Upload 26 files

f203641 verified about 1 month ago

8.8 kB

	# OktoEngine FAQ

	Frequently Asked Questions about OktoEngine CLI.

	---

	## General Questions

	### Q: What is OktoEngine?

	A: OktoEngine is the official execution engine for OktoScript—a professional CLI tool that transforms declarative AI configurations into trained, production-ready models. It provides a complete command-line interface for training, evaluating, and exporting AI models.

	### Q: Do I need to know Python to use OktoEngine?

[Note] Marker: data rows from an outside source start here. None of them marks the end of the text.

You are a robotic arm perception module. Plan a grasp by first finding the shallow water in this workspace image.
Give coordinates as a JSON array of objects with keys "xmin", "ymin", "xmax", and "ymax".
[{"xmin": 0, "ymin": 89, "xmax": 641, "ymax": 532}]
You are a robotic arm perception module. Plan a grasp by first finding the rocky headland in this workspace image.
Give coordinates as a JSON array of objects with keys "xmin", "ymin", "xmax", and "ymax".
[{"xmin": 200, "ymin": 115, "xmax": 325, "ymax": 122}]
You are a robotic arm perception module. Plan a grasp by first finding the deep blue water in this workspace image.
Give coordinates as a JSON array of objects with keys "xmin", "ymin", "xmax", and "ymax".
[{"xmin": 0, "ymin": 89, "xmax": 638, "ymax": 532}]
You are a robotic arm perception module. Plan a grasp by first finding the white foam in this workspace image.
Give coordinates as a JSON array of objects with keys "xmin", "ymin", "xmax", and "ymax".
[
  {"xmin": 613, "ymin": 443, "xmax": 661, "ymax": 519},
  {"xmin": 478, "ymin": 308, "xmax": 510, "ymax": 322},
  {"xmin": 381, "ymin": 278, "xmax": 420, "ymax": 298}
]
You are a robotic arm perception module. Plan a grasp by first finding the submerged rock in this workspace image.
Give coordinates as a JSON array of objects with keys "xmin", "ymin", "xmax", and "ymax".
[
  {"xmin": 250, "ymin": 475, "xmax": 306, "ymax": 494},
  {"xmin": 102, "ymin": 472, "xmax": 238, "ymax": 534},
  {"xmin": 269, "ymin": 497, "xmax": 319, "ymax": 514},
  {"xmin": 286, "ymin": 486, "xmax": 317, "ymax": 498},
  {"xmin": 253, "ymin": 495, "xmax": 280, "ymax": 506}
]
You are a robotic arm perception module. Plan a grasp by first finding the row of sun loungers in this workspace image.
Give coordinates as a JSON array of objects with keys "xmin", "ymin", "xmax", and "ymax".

	A: No! OktoEngine provides a complete CLI interface. You only need to write OktoScript configuration files. The engine handles all the complex operations behind the scenes.

	### Q: What models can I train with OktoEngine?

	A: OktoEngine supports any model compatible with modern AI frameworks. From small models (millions of parameters) to large language models (billions of parameters). The engine automatically handles model loading, training, and optimization.

	### Q: Is OktoEngine free?

	A: OktoEngine binary releases are available for download. See the [LICENSE](../LICENSE) file for licensing terms.

	---

	## Installation & Setup

	### Q: How do I install OktoEngine?

	A: Download the latest release from [GitHub Releases](https://github.com/oktoseek/oktoengine/releases) for your platform:
	- Windows: `okto-windows.exe`
	- Linux: `okto-linux`
	- macOS: `okto-macos`

	Make it executable (Linux/Mac) and optionally add to PATH.

	### Q: How do I update OktoEngine?

	A: Simply run:
	```bash
	okto upgrade
	```

	This automatically downloads and installs the latest version.

	### Q: What are the system requirements?

	A:
	- Minimum: 8GB RAM, 10GB storage, compatible runtime
	- Recommended for training: GPU with CUDA, 32GB+ RAM, 50GB+ SSD storage

	Check your system:
	```bash
	okto doctor
	```

	---

	## Training

	### Q: Can I train models without a GPU?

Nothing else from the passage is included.